Has anyone any experience of this lathe?
What are their good points and limitations?

Are there other small lathes I should consider in this price range?

Thanks.


----------



## ian_in_the_midlands (28 Jun 2014)

Or maybe something like this?
http://www.chesterhobbystore.com/conque ... 3965-p.asp
Looks more lathe for the same price. Maybe too cheap?


----------



## Robbo3 (29 Jun 2014)

The C1 seems quite small but I suppose it depends on what you want to do with it.

About a year ago I bought a second hand Seig C3 (7"x14" approx) mini lathe.
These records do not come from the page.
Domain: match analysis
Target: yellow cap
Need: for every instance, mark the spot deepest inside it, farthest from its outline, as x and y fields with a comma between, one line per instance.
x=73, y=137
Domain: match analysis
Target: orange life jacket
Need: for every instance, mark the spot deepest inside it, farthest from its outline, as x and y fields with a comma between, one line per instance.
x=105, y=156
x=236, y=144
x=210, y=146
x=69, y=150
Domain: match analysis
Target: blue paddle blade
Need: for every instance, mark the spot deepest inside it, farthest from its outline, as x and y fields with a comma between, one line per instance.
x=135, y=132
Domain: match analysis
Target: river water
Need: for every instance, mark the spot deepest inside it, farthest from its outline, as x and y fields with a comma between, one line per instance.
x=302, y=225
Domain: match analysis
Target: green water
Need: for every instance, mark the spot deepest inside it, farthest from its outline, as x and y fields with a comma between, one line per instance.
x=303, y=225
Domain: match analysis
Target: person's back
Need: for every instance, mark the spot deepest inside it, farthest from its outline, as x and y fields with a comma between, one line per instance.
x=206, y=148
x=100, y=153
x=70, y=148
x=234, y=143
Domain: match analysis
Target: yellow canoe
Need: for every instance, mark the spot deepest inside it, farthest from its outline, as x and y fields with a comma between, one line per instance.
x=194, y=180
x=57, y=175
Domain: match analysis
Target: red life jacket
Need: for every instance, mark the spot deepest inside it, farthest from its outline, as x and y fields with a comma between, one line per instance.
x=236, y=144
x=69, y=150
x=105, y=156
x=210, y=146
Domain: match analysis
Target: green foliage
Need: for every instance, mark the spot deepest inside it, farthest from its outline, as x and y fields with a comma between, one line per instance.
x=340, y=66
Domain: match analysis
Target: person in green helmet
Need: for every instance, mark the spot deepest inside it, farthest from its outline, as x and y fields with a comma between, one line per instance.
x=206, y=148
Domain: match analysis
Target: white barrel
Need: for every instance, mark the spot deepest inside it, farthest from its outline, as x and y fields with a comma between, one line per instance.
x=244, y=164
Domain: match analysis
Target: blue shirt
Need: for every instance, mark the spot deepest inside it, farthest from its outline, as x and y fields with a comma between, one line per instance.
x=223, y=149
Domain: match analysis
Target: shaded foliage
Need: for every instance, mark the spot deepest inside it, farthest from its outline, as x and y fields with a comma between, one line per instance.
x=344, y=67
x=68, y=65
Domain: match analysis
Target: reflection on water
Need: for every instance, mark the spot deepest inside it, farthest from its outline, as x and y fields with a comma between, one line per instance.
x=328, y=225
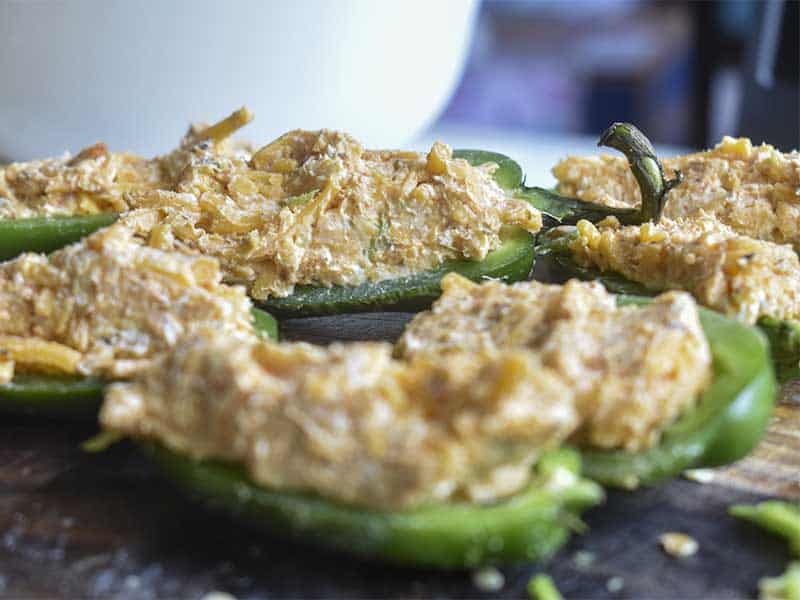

Having no engineering knowledge & not knowing whether I had bought a pile of junk, I got an engineer friend to look it over & he was very impressed, especially with the value for money.
- http://www.arceurotrade.co.uk/Catalogue ... Mini-Lathe
- http://www.mini-lathe.org.uk/index.shtml

Seems like the C3 has been superceded by the Super C3 (£595 + £27.50 carriage). The old C3 has a digital speed readout above the speed control knob.

As I said earlier, I have no engineering knowledge so this is really FYI (For Your Information).


----------



## ian_in_the_midlands (7 Sep 2014)

Thanks Robbo,
I saved the extra and went with your suggestion.


----------



## ian_in_the_midlands (7 Sep 2014)

First time in over 30 years I have used a metal lathe.
Not too disappointed in the results. It runs on only a few PSI of compressed air.


----------



## ian_in_the_midlands (7 Sep 2014)

Got something wrong with my threading though.
Can't get the nut off now.


----------